The prosecuting witness testified that at the time of the rape, a television was operating in her bedroom and the window *1117 curtains were only partially drawn. In the light provided by these sources, she stated she was able to obtain a "clear view" of the perpetrator's face and nude body. Her opportunity to view the perpetrator included a three to four-minute period in which the man accompanied her to a second room, where she comforted her infant.
That same day, the victim provided Indianapolis police with a description of her assailant which encompassed his approximate height, build, color and length of hair, race and clothing. She also described a wristwatch and necklace worn by the assailant and noted that a tattoo adorned his upper right arm.
Subsequently, she made a photographic identification of defendant at police headquarters as her assailant. At trial, she made an in-court identification of defendant as her assailant.

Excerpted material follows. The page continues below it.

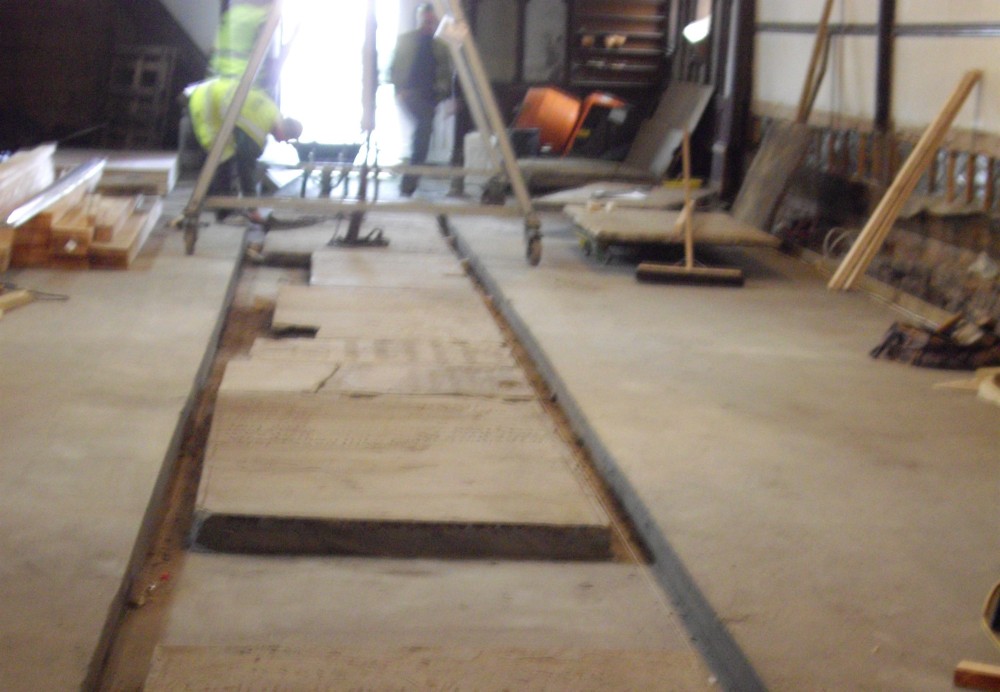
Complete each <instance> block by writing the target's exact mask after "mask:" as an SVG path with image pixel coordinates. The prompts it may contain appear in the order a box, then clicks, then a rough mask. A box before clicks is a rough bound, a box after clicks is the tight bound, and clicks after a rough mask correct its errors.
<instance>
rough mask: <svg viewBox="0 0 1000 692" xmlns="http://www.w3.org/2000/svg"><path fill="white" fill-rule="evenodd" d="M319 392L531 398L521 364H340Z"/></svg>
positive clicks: (531, 394) (327, 393)
mask: <svg viewBox="0 0 1000 692" xmlns="http://www.w3.org/2000/svg"><path fill="white" fill-rule="evenodd" d="M318 391H319V393H320V394H410V395H438V396H440V395H456V396H475V397H490V398H499V399H509V400H525V399H532V398H534V395H535V394H534V390H532V388H531V385H529V384H528V380H527V378H526V377H525V375H524V372H523V371H522V370H521V368H519V367H516V366H512V365H506V366H505V365H499V366H482V365H412V364H398V365H387V364H381V365H361V364H357V363H355V364H351V365H343V366H341V367H340V368H338V369H337V372H336V374H334V375H333V377H331V378H330V380H329V381H328V382H326V383H325V384H324V386H323V387H322V389H320V390H318Z"/></svg>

This evidence was sufficient to support the jury's conclusion that defendant was the person who entered the victim's house and raped her. McCawley v. State, supra; Dixon v. State, supra.II.
Defendant also contends that the evidence was insufficient to support the jury's conclusion that he employed a "deadly weapon" in the commission of the rape, as is required to elevate the offense to class "A" status. Ind. Code § 35-42-4-1(a), supra.
The only evidence concerning the use of a weapon was the victim's testimony that a sharp "cold steel" instrument was pressed against her neck and that the perpetrator told her "if I moved they'd cut my head off." The victim never saw the instrument which had been pressed against her neck. Nevertheless, under the standard of review heretofore enunciated, this evidence is sufficient to support the jury's conclusion. We are compelled to recognize the reasonable inferences to be drawn from the evidence; here, it can reasonably be inferred that that instrument was a knife. As the court stated in McFarland v. State, (1979) Ind. App., 384 N.E.2d 1104, 1108:"Where differing conclusions might be drawn as to whether or not the object is dangerous or deadly, it is a question of fact for the jury to determine from a description of the weapon, the manner of its use, and the circumstances of the case."
For all the foregoing reasons, there was no error and the judgment of the trial court should be affirmed.
GIVAN, C.J., and DeBRULER, PRENTICE and PIVARNIK, JJ., concur.